No, I don’t think so. I think I’ve always been able to be vulnerable, whether it was “I’ll Be Missing You” or “I Need a Girl.” But I feel like this is the first album that’s just dealing with all matters of the heart, and in a way that’s not overly deep to digest — it’s not heavy. It’s about the way love feels in the first couple of weeks, you know. And I would say like, yeah, it definitely is my most vulnerable.

It feels like there are some self-referential throwback moments on the album, like the beat on “Homecoming” almost sounds like a Biggie track, and “What’s Love” reminds me of early Mary J. Blige. Were you doing that on purpose?

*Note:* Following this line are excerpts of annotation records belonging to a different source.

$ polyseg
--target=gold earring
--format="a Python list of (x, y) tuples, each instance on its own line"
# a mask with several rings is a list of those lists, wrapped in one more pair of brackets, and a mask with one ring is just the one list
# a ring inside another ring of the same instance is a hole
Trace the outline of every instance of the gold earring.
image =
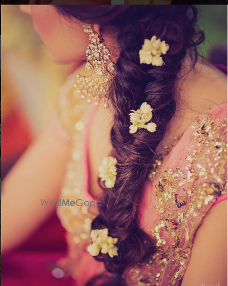
[[(79, 88), (78, 92), (82, 93), (81, 97), (87, 99), (88, 103), (95, 100), (97, 105), (102, 100), (104, 107), (107, 107), (107, 97), (111, 83), (111, 79), (116, 71), (115, 64), (111, 61), (110, 51), (103, 43), (102, 35), (99, 35), (95, 32), (93, 26), (90, 24), (84, 23), (84, 32), (89, 34), (91, 43), (87, 46), (86, 51), (87, 62), (85, 70), (89, 73), (93, 73), (89, 76), (83, 76), (80, 74), (76, 75), (75, 87)], [(110, 63), (107, 67), (107, 61)]]

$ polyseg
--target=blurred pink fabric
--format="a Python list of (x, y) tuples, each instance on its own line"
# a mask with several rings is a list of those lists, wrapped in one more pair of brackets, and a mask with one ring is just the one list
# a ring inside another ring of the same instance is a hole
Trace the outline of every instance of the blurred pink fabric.
[[(225, 67), (224, 67), (225, 68)], [(227, 69), (226, 69), (227, 70)], [(216, 114), (215, 118), (219, 118), (223, 122), (224, 117), (227, 117), (227, 100), (221, 103), (218, 106), (215, 106), (208, 111), (209, 114)], [(90, 117), (86, 124), (87, 131), (84, 137), (84, 192), (89, 201), (94, 201), (94, 199), (89, 194), (88, 190), (88, 179), (89, 176), (88, 169), (88, 139), (90, 134), (90, 124), (96, 112), (96, 107), (93, 109)], [(201, 115), (203, 117), (203, 115)], [(53, 115), (53, 127), (60, 137), (63, 140), (67, 140), (67, 136), (63, 130), (58, 126), (56, 114)], [(192, 125), (192, 124), (191, 124)], [(181, 167), (185, 163), (183, 158), (186, 156), (186, 145), (191, 141), (191, 134), (193, 132), (191, 125), (188, 127), (184, 134), (177, 145), (172, 149), (166, 160), (163, 162), (163, 170), (166, 168), (173, 168), (175, 166)], [(171, 146), (171, 145), (170, 145)], [(169, 148), (170, 148), (170, 146)], [(142, 226), (143, 230), (147, 232), (155, 227), (154, 218), (159, 218), (159, 215), (154, 209), (155, 200), (155, 185), (158, 183), (158, 177), (149, 182), (147, 185), (144, 195), (142, 201), (139, 214), (139, 221)], [(227, 199), (227, 194), (221, 196), (211, 206)], [(60, 231), (53, 231), (53, 235), (58, 236)], [(149, 232), (148, 232), (149, 233)], [(150, 233), (151, 234), (151, 233)], [(48, 241), (50, 240), (48, 239)], [(42, 242), (45, 244), (45, 238), (42, 238)], [(43, 285), (52, 285), (64, 286), (71, 285), (83, 286), (90, 278), (98, 274), (104, 267), (102, 263), (99, 263), (89, 254), (86, 249), (84, 250), (83, 259), (79, 261), (78, 265), (80, 275), (77, 277), (77, 280), (64, 277), (57, 278), (52, 274), (51, 271), (54, 268), (58, 268), (55, 262), (63, 257), (65, 250), (60, 250), (57, 247), (56, 251), (49, 248), (41, 251), (38, 248), (37, 252), (34, 251), (35, 247), (32, 250), (21, 250), (16, 253), (10, 254), (4, 259), (4, 271), (3, 271), (2, 281), (4, 286), (36, 286), (42, 284)], [(50, 250), (50, 249), (49, 249)], [(165, 281), (162, 285), (166, 285)]]

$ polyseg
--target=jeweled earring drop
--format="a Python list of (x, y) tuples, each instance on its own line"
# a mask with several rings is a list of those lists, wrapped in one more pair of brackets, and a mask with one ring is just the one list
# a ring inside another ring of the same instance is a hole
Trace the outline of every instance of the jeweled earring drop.
[[(86, 51), (87, 63), (85, 70), (92, 74), (89, 76), (77, 74), (74, 86), (78, 88), (77, 92), (81, 94), (82, 98), (86, 99), (87, 102), (91, 103), (93, 99), (97, 105), (102, 100), (104, 106), (107, 107), (107, 97), (116, 71), (116, 65), (111, 61), (110, 51), (103, 43), (102, 36), (94, 31), (92, 25), (84, 23), (83, 27), (91, 41)], [(107, 61), (110, 62), (108, 64)]]

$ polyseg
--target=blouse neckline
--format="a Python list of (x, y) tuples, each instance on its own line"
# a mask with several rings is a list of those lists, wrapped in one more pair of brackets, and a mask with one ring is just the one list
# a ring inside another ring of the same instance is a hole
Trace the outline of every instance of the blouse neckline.
[[(168, 145), (165, 146), (163, 148), (163, 150), (162, 152), (159, 152), (159, 153), (157, 154), (157, 160), (156, 160), (158, 166), (159, 166), (159, 169), (163, 166), (165, 159), (167, 159), (168, 156), (170, 154), (171, 151), (173, 149), (173, 148), (176, 146), (176, 145), (180, 141), (182, 137), (183, 137), (183, 135), (186, 132), (187, 130), (188, 130), (189, 128), (194, 124), (194, 123), (196, 122), (197, 118), (200, 116), (204, 116), (206, 114), (208, 114), (208, 112), (211, 112), (212, 110), (214, 109), (215, 108), (217, 108), (218, 107), (220, 107), (221, 105), (224, 103), (227, 103), (227, 100), (225, 100), (221, 102), (220, 104), (218, 105), (216, 105), (213, 107), (211, 107), (208, 108), (206, 112), (204, 112), (202, 114), (198, 115), (197, 116), (195, 119), (192, 122), (192, 123), (188, 125), (185, 130), (182, 131), (181, 133), (180, 133), (178, 135), (176, 136), (174, 138), (174, 139), (170, 142)], [(94, 198), (89, 193), (89, 152), (88, 152), (88, 147), (89, 147), (89, 131), (90, 130), (90, 126), (91, 125), (92, 121), (94, 116), (95, 115), (96, 110), (96, 106), (94, 106), (93, 107), (92, 109), (91, 110), (91, 112), (90, 113), (89, 118), (88, 119), (88, 121), (87, 124), (86, 124), (86, 129), (85, 131), (85, 133), (84, 135), (84, 150), (83, 152), (83, 161), (84, 162), (84, 185), (83, 185), (83, 189), (84, 191), (84, 193), (86, 195), (87, 198), (90, 200), (90, 201), (96, 201), (97, 199)], [(150, 177), (150, 179), (154, 179), (155, 175), (157, 174), (157, 172), (156, 170), (155, 170), (154, 172), (154, 175), (153, 175), (152, 172), (152, 176)]]

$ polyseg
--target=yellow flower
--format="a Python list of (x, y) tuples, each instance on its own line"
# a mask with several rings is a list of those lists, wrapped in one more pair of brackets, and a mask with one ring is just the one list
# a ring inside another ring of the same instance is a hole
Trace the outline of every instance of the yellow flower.
[(144, 40), (144, 44), (139, 51), (140, 64), (151, 64), (153, 66), (162, 66), (163, 62), (161, 55), (165, 55), (169, 49), (169, 45), (165, 41), (161, 41), (156, 36), (153, 36), (150, 40)]
[(156, 131), (157, 124), (154, 122), (151, 122), (146, 124), (146, 129), (149, 132), (155, 132)]
[(104, 157), (101, 162), (101, 165), (98, 167), (98, 176), (102, 181), (104, 181), (106, 187), (110, 188), (114, 186), (117, 178), (117, 164), (116, 158), (111, 156)]
[(87, 250), (92, 256), (98, 255), (100, 251), (104, 254), (108, 253), (111, 258), (118, 255), (118, 248), (114, 245), (118, 240), (108, 236), (108, 234), (107, 228), (93, 229), (91, 231), (90, 237), (93, 243), (88, 247)]
[[(140, 109), (136, 111), (133, 109), (131, 110), (131, 111), (133, 111), (129, 114), (130, 115), (130, 121), (133, 123), (129, 126), (129, 132), (131, 134), (135, 133), (138, 129), (140, 128), (147, 129), (149, 132), (154, 132), (156, 130), (156, 127), (157, 125), (155, 123), (151, 122), (147, 125), (145, 124), (152, 118), (153, 110), (153, 109), (151, 108), (149, 104), (147, 104), (146, 102), (143, 102), (141, 105)], [(149, 126), (147, 128), (148, 125)]]

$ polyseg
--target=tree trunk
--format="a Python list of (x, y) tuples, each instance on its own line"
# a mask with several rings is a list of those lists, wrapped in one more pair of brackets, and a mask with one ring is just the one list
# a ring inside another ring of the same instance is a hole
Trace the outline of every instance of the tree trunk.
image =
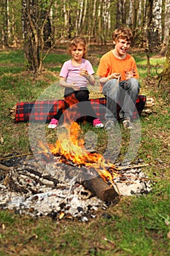
[(166, 53), (166, 63), (164, 65), (163, 70), (162, 73), (161, 74), (160, 80), (158, 83), (158, 87), (161, 86), (161, 82), (163, 79), (163, 80), (170, 80), (170, 29), (169, 31), (169, 43), (167, 46), (167, 53)]

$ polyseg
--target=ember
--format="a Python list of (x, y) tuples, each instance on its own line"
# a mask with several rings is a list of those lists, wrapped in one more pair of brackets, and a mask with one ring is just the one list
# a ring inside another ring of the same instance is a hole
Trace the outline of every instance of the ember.
[[(61, 161), (66, 159), (75, 163), (77, 166), (92, 167), (104, 181), (113, 184), (113, 179), (117, 176), (117, 168), (115, 165), (106, 162), (101, 154), (88, 152), (84, 148), (82, 139), (80, 135), (82, 133), (79, 124), (73, 122), (68, 126), (65, 132), (59, 134), (58, 140), (55, 145), (50, 145), (50, 150), (55, 156), (63, 156)], [(40, 150), (47, 152), (47, 146), (39, 142)]]
[[(23, 161), (18, 157), (10, 170), (1, 171), (0, 166), (0, 208), (33, 217), (88, 221), (98, 208), (106, 210), (121, 196), (152, 189), (139, 167), (123, 170), (88, 151), (82, 132), (74, 122), (58, 135), (55, 145), (39, 143), (37, 162), (34, 155)], [(9, 166), (7, 160), (1, 165)]]

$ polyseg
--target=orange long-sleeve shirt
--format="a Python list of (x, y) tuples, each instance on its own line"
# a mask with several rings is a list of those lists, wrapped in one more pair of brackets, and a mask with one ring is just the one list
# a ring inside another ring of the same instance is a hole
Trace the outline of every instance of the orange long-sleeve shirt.
[(125, 71), (134, 69), (134, 78), (138, 79), (139, 75), (136, 61), (132, 56), (127, 53), (123, 59), (117, 59), (112, 53), (109, 51), (102, 56), (97, 70), (97, 75), (102, 78), (107, 78), (112, 73), (120, 73), (120, 80), (126, 80)]

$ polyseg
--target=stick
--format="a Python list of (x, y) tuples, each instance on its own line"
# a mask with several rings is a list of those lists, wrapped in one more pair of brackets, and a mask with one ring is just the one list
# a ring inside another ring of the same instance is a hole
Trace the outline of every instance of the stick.
[(131, 168), (138, 168), (139, 167), (144, 167), (148, 166), (149, 164), (143, 164), (143, 165), (128, 165), (128, 166), (122, 166), (117, 168), (117, 170), (126, 170), (126, 169), (131, 169)]
[(3, 157), (3, 158), (0, 158), (0, 161), (1, 160), (5, 160), (5, 159), (9, 159), (10, 158), (15, 158), (15, 157), (26, 157), (26, 156), (30, 156), (34, 154), (42, 154), (45, 153), (44, 151), (41, 151), (41, 152), (34, 152), (34, 153), (27, 153), (27, 154), (18, 154), (16, 156), (11, 156), (11, 157)]
[(12, 167), (0, 164), (0, 169), (1, 169), (2, 170), (9, 170), (12, 169)]

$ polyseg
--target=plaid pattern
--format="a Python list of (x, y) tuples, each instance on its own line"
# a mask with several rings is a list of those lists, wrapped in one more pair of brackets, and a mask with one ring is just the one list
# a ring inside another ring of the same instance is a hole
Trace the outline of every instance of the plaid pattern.
[[(145, 95), (139, 95), (136, 102), (136, 109), (134, 111), (134, 119), (140, 116), (146, 102)], [(42, 121), (49, 123), (63, 103), (63, 99), (37, 101), (34, 102), (18, 102), (16, 105), (15, 122)], [(90, 99), (90, 104), (101, 120), (105, 119), (107, 99), (98, 98)], [(117, 105), (117, 119), (120, 108)]]

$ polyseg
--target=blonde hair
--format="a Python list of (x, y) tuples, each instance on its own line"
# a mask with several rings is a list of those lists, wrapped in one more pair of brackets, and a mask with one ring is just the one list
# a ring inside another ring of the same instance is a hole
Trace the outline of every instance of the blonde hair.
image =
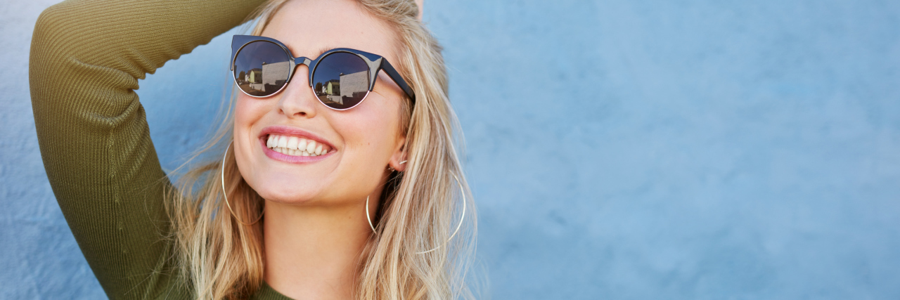
[[(287, 1), (261, 5), (250, 17), (257, 21), (252, 34), (261, 34)], [(382, 193), (381, 215), (375, 218), (379, 234), (372, 234), (359, 258), (356, 297), (472, 298), (464, 279), (474, 251), (475, 206), (460, 165), (461, 131), (447, 96), (442, 48), (418, 19), (413, 0), (357, 1), (396, 31), (399, 61), (392, 63), (413, 89), (416, 103), (408, 99), (400, 108), (403, 132), (399, 134), (407, 137), (408, 163), (403, 172), (391, 174)], [(183, 167), (204, 154), (218, 152), (212, 156), (222, 157), (216, 149), (223, 147), (221, 141), (231, 140), (231, 108), (230, 103), (217, 134)], [(234, 215), (222, 198), (222, 169)], [(198, 299), (248, 297), (263, 283), (262, 223), (239, 222), (259, 217), (265, 200), (240, 176), (233, 152), (226, 153), (223, 161), (211, 159), (189, 170), (179, 183), (166, 203), (176, 228), (176, 258), (186, 284)], [(448, 241), (460, 222), (464, 199), (468, 202), (464, 222)]]

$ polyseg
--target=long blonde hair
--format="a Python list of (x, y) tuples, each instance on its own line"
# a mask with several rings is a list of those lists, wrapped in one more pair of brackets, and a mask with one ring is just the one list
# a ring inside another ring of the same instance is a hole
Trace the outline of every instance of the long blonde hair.
[[(270, 0), (251, 14), (256, 21), (252, 34), (261, 34), (287, 1)], [(392, 63), (413, 89), (416, 103), (401, 105), (404, 132), (399, 134), (407, 137), (408, 163), (403, 172), (391, 174), (382, 193), (379, 234), (372, 234), (359, 258), (356, 297), (471, 298), (464, 278), (474, 251), (475, 206), (460, 165), (461, 131), (447, 95), (442, 48), (418, 19), (413, 0), (357, 1), (396, 31), (399, 61)], [(246, 298), (263, 284), (262, 222), (245, 225), (235, 217), (245, 223), (260, 217), (265, 200), (240, 176), (233, 152), (220, 158), (222, 141), (231, 140), (232, 107), (228, 103), (221, 128), (183, 167), (199, 157), (211, 159), (184, 172), (166, 201), (176, 228), (175, 257), (198, 299)], [(222, 198), (221, 170), (233, 215)], [(463, 199), (468, 202), (464, 221), (448, 241), (460, 222)]]

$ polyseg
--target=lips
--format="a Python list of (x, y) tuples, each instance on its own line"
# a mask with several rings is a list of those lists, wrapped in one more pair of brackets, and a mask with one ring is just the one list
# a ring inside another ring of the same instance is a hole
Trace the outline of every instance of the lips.
[(266, 156), (289, 163), (320, 161), (338, 152), (324, 138), (287, 126), (263, 128), (259, 141)]
[(314, 139), (274, 134), (269, 135), (266, 146), (292, 156), (319, 156), (331, 151), (330, 146)]

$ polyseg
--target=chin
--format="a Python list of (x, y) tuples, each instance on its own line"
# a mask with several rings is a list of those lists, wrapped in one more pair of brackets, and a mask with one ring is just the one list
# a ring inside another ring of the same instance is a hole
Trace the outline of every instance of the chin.
[[(276, 176), (280, 177), (280, 176)], [(246, 179), (245, 179), (246, 180)], [(298, 183), (298, 180), (287, 180), (284, 177), (247, 181), (256, 194), (267, 201), (284, 204), (304, 204), (317, 198), (313, 187), (308, 183)], [(256, 182), (254, 182), (256, 181)], [(309, 181), (307, 181), (309, 182)]]

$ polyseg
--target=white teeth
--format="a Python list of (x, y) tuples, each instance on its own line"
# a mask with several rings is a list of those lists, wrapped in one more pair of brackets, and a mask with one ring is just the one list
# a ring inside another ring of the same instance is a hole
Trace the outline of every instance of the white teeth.
[(306, 152), (309, 152), (310, 154), (316, 152), (316, 144), (319, 143), (316, 143), (316, 141), (312, 140), (310, 140), (309, 144), (306, 144)]
[(266, 146), (283, 154), (293, 156), (319, 156), (330, 150), (324, 144), (298, 137), (269, 135)]
[(297, 148), (297, 140), (298, 140), (297, 137), (288, 137), (288, 139), (287, 139), (287, 148), (288, 149), (296, 149)]

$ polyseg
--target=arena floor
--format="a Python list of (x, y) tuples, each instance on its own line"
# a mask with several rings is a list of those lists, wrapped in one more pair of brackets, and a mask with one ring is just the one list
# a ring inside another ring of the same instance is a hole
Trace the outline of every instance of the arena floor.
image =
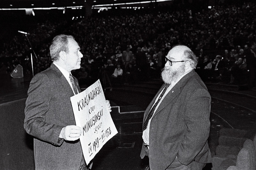
[[(29, 81), (5, 78), (0, 83), (0, 169), (34, 169), (33, 137), (23, 126)], [(110, 101), (111, 116), (118, 133), (97, 154), (92, 169), (148, 169), (148, 159), (140, 157), (143, 111), (162, 83), (154, 79), (106, 90), (105, 96)], [(222, 127), (246, 130), (252, 139), (256, 133), (256, 92), (236, 86), (206, 84), (212, 98), (208, 139), (212, 154), (215, 154), (219, 132)], [(211, 167), (208, 164), (204, 169)]]

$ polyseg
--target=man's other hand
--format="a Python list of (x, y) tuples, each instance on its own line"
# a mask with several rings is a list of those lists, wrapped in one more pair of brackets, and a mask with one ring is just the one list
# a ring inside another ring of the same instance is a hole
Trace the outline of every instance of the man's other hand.
[(81, 128), (75, 125), (67, 126), (62, 128), (60, 138), (67, 141), (77, 140), (82, 135), (81, 129)]
[(109, 100), (106, 100), (106, 103), (107, 103), (107, 107), (108, 107), (108, 110), (110, 112), (111, 112), (112, 111), (111, 110), (111, 106), (110, 106), (110, 103), (109, 103)]

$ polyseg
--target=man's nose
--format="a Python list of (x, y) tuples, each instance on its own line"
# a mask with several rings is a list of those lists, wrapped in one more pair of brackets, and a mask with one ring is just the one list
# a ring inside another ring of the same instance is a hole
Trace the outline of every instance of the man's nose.
[(84, 55), (82, 53), (81, 53), (81, 52), (80, 52), (79, 51), (79, 52), (80, 53), (80, 54), (79, 54), (79, 57), (80, 57), (80, 58), (82, 58), (84, 56)]

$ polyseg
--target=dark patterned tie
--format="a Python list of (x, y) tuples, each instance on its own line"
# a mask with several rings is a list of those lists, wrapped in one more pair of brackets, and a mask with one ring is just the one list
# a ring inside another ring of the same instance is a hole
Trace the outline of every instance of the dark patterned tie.
[(170, 85), (170, 84), (168, 84), (165, 86), (164, 87), (164, 90), (162, 92), (162, 93), (159, 97), (158, 100), (157, 100), (157, 101), (156, 101), (156, 103), (155, 104), (154, 106), (153, 106), (153, 107), (151, 108), (151, 110), (150, 110), (149, 112), (148, 115), (147, 116), (147, 118), (146, 118), (146, 119), (145, 120), (145, 122), (144, 123), (144, 124), (143, 125), (143, 128), (142, 129), (142, 131), (144, 131), (146, 129), (147, 129), (147, 127), (148, 127), (148, 121), (149, 121), (149, 119), (150, 119), (152, 117), (152, 116), (153, 115), (155, 110), (156, 109), (156, 106), (157, 105), (158, 103), (159, 103), (159, 102), (160, 101), (160, 100), (161, 100), (161, 99), (162, 99), (163, 96), (164, 95), (164, 92), (166, 91), (167, 88), (168, 88), (168, 87)]
[(74, 90), (75, 93), (76, 94), (78, 94), (78, 93), (77, 93), (77, 90), (76, 89), (76, 86), (75, 85), (74, 79), (71, 74), (69, 74), (69, 79), (70, 79), (70, 81), (71, 82), (71, 84), (72, 84), (72, 87), (73, 87), (73, 90)]

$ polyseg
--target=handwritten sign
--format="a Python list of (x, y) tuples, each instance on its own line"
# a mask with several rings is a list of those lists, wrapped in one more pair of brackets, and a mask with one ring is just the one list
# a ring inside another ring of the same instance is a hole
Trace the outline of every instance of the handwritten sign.
[(80, 137), (86, 164), (108, 140), (117, 133), (108, 108), (99, 80), (70, 98), (76, 126), (82, 128)]

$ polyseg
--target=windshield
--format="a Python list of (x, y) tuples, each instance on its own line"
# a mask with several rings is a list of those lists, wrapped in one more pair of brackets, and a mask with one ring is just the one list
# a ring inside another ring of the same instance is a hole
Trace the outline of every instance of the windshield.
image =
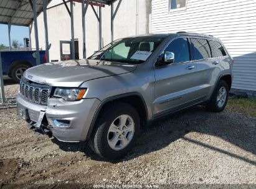
[(141, 63), (146, 60), (164, 39), (161, 37), (136, 37), (108, 44), (88, 59)]

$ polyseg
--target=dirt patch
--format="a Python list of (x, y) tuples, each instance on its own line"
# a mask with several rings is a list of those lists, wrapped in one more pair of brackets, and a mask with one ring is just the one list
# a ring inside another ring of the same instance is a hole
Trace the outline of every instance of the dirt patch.
[(16, 159), (0, 160), (0, 183), (5, 184), (13, 179), (17, 172), (17, 164)]
[(111, 162), (96, 155), (86, 142), (37, 137), (16, 111), (0, 111), (0, 188), (256, 184), (254, 117), (193, 108), (143, 129), (129, 154)]

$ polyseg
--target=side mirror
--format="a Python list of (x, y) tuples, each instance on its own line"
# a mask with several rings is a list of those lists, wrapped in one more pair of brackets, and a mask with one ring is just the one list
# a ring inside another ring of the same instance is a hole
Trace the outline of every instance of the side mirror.
[(164, 52), (160, 55), (156, 62), (156, 66), (161, 67), (173, 63), (174, 62), (174, 53), (171, 52)]
[(164, 52), (164, 62), (166, 64), (170, 64), (173, 62), (174, 62), (174, 53), (171, 52)]

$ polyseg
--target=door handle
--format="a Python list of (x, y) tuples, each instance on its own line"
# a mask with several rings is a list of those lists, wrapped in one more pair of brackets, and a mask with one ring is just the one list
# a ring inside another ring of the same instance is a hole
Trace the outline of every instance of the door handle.
[(186, 67), (186, 69), (187, 70), (192, 70), (194, 69), (195, 68), (195, 66), (189, 66), (188, 67)]

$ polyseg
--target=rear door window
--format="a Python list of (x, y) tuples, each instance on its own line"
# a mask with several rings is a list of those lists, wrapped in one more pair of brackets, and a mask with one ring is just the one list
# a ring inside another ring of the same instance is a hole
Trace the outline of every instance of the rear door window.
[(210, 40), (209, 43), (210, 44), (211, 48), (212, 49), (213, 57), (224, 57), (227, 55), (225, 49), (220, 43), (213, 40)]
[(189, 44), (187, 38), (174, 39), (166, 47), (165, 52), (171, 52), (174, 53), (174, 63), (184, 62), (190, 60)]
[(206, 59), (211, 57), (211, 49), (206, 39), (191, 38), (194, 47), (194, 59)]

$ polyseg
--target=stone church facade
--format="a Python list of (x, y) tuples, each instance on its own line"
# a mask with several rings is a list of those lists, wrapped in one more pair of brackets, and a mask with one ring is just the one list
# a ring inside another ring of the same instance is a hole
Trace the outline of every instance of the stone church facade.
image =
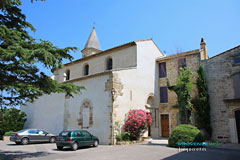
[[(102, 51), (93, 28), (82, 54), (83, 58), (54, 70), (52, 78), (60, 83), (84, 86), (86, 90), (74, 98), (65, 94), (44, 95), (22, 106), (27, 114), (25, 128), (41, 128), (55, 134), (86, 129), (99, 137), (100, 144), (115, 144), (127, 112), (144, 109), (150, 111), (153, 118), (148, 135), (169, 137), (179, 124), (179, 114), (178, 109), (172, 107), (177, 96), (168, 90), (167, 80), (171, 85), (176, 84), (179, 68), (188, 67), (196, 81), (197, 69), (203, 64), (210, 95), (213, 139), (234, 143), (240, 139), (237, 136), (240, 127), (236, 127), (235, 122), (236, 115), (240, 114), (240, 89), (233, 89), (239, 88), (235, 82), (240, 78), (239, 64), (234, 64), (234, 57), (240, 57), (239, 47), (210, 59), (204, 39), (200, 49), (169, 56), (164, 55), (152, 39)], [(191, 94), (193, 98), (197, 96), (196, 86)]]
[(82, 50), (83, 58), (53, 71), (61, 83), (84, 86), (80, 96), (44, 95), (22, 106), (25, 128), (41, 128), (59, 134), (62, 130), (86, 129), (101, 144), (114, 144), (116, 123), (123, 123), (130, 109), (146, 109), (155, 97), (155, 59), (164, 57), (152, 39), (133, 41), (102, 51), (95, 28)]

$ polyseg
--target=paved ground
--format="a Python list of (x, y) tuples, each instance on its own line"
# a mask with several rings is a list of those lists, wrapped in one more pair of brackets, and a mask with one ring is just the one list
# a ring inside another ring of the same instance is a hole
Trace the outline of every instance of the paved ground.
[(80, 148), (77, 151), (58, 151), (55, 144), (16, 145), (0, 141), (0, 159), (81, 159), (81, 160), (240, 160), (239, 150), (207, 148), (206, 151), (187, 152), (166, 146), (166, 140), (151, 140), (141, 144)]

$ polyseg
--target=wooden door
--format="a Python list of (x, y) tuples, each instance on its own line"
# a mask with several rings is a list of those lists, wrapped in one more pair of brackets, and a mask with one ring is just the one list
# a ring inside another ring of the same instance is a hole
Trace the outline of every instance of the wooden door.
[(161, 114), (162, 137), (169, 137), (169, 115)]
[(238, 143), (240, 143), (240, 110), (235, 111), (235, 119), (237, 125)]

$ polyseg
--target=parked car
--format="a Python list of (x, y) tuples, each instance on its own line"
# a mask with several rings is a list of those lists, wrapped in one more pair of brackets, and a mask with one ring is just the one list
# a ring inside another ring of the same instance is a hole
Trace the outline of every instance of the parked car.
[(31, 142), (56, 142), (56, 135), (47, 133), (41, 129), (23, 129), (12, 133), (10, 141), (16, 144), (28, 144)]
[(86, 130), (62, 131), (56, 141), (57, 148), (62, 150), (63, 147), (70, 147), (77, 150), (80, 146), (97, 147), (99, 139)]

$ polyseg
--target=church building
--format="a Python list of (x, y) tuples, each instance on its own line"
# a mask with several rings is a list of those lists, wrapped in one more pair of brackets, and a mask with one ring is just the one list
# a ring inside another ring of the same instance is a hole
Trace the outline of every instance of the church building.
[[(99, 137), (100, 144), (115, 144), (116, 124), (124, 122), (129, 110), (159, 107), (156, 59), (165, 55), (152, 39), (102, 51), (95, 28), (82, 55), (54, 70), (52, 78), (84, 86), (86, 90), (74, 98), (65, 97), (64, 93), (44, 95), (22, 106), (27, 114), (25, 128), (41, 128), (55, 134), (86, 129)], [(155, 135), (161, 136), (158, 131)]]

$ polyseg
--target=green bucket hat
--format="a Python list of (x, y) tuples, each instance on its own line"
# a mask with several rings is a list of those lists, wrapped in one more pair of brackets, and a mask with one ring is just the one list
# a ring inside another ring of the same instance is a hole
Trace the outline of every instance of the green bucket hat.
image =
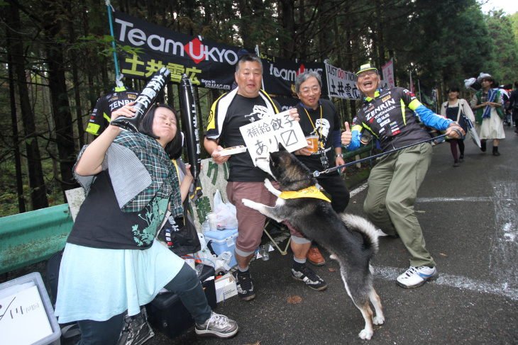
[(360, 69), (356, 72), (356, 75), (358, 75), (359, 73), (363, 72), (363, 71), (368, 71), (370, 69), (374, 69), (376, 71), (376, 73), (378, 73), (378, 69), (372, 64), (362, 64), (360, 67)]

It’s really just my sound, you know? I think where producers and artists go wrong is when you try to cater your sound to what’s going on — it’s not modernizing your sound, it’s  really compromising it, instead of going deeper into yourself. So what you’re hearing and feeling is reminiscent of my classic stuff, because that’s where I’ve arrived back to. It’s a blessing to have it come back to [claps], “Oh, shit! This is the way I felt when I made ‘[It’s All About the] Benjamins,’ the way I felt when I made [Blige’s] ‘You Remind Me’ or [Biggie’s] ‘Hypnotize,’ to be able to have that history. It’s like, wow, this is full circle moment, and those are the moments you look forward to  — getting back to that freedom I had at the beginning, before the success and fame, of making the rawest record I can and not really giving a fuck and just doing me.

It’s a long album, you must have been working on for a long time?

Yeah. I worked on it for like two years. It started out as something that I wanted to be, like, a six-song mixtape for Valentine’s Day, but then it started coming out to good that I wanted it to be an album. Then I wanted it to be, like, history — a unifying Super Bowl of R&B, “We Are the World” vibration of love, and it started it evolved to what it is now. I wanted to work with all these artists and get them together on one project and have them to be able to kind of translate my feelings with their gifts and vocals and my production. It’s like, if I could be a singer, I everybody’s singing exactly how I would be, so all of the melodies maybe sound different than from their stuff.

There’s Herb Alpert and 21 Savage and Mary J Blige and Justin Bieber and Coco Jones and K-Ci — did you have a wish list?

Yep — and I got everybody.

Everybody?

Actually, there was one person that couldn’t make it (laughing). They’ll catch the next one. [He declines to say who it is.] It’s a one of a kind work of art. If you love R&B, this is the R&B movie you can’t miss!

Do you feel like it’s been missing and this album is sort of filling that gap?

I feel like every artist has a frequency and when that frequency isn’t there, yeah, the game is missing. When Jordan wasn’t there, the game was missing. I’m not trying to save R&B, I’m just coming out here.

You haven’t made a record for a few years. Are you always making and thinking about music? Because at this point, you don’t have to make records.

This is a blessing for me. I had stopped making music and, you know, we all have our journey. I gotta wait for my love and my joy, and this is my love and my joy. So I guess that’s what I do it for: I’ve got nothing else left to prove, all I have is to give. And you can take it if you want it.